QUANDO SOFFIA IL VENTO DI DIO. «Si è percepito in modo forte il vento di Dio. Come se il soffio dello Spirito gonfiasse le vele della barca di Pietro per guardare l’orizzonte con fiducia rinnovata. E si è avuta conferma che la Chiesa è realmente un mistero per la sua capacità di rigenerarsi continuamente, di affrontare il nuovo, di riemergere dalle sue difficoltà, di continuare la sua missione di sempre che è quella di annunciare il Vangelo». Bagnasco commenta anche la necessità di riforma della Curia di cui si è iniziato a parlare dopo il caso Vatileaks e a cui i giornali hanno dato molto risalto dopo le dimissioni di Ratzinger. «Già Sant’Agostino diceva che la Chiesa è sempre da riformare, specchiandosi nel suo Signore. La prima riforma però non è quella delle strutture, ma quella delle singole persone. È per questo che l’anno in corso è stato dedicato alla fede».
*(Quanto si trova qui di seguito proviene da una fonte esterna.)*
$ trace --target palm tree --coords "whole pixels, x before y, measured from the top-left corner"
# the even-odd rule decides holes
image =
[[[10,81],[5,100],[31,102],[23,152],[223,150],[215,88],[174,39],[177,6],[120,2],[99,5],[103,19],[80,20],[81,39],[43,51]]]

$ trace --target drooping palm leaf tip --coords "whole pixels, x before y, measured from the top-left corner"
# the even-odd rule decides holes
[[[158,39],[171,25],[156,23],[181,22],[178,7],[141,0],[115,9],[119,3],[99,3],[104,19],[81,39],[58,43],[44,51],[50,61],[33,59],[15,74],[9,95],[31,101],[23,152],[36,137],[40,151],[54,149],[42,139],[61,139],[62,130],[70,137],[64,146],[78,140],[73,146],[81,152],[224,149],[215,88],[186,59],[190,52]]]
LE DEVOZIONE DELLA GENTE E LA SECOLARIZZAZIONE. Bagnasco, che confida di associare la figura di Bergoglio a quella del mite e audace Giovanni XXIII, ricorda poi la sera dell’elezione: «Quando ho sentito il Padre Nostro, l’Ave Maria e il Gloria, mi sono commosso a pensare quanto la sua esperienza di Pastore sia stata un tutt’uno con la fede del popolo: la devozione della gente comune che resiste alla secolarizzazione. A volte si ritiene che questa non sia abbastanza profonda. Al contrario, la preghiera fatta con il popolo, che ha certamente nella liturgia il suo vertice, è il modello da seguire». Infine un commento sullo storico incontro di ieri tra il papa emerito e Francesco: «Le rapide immagini dell’incontro di ieri ci ricordano la chiave di lettura per comprendere la vera continuità: l’essere entrambi discepoli appassionati dell’unico grande Pastore, Cristo»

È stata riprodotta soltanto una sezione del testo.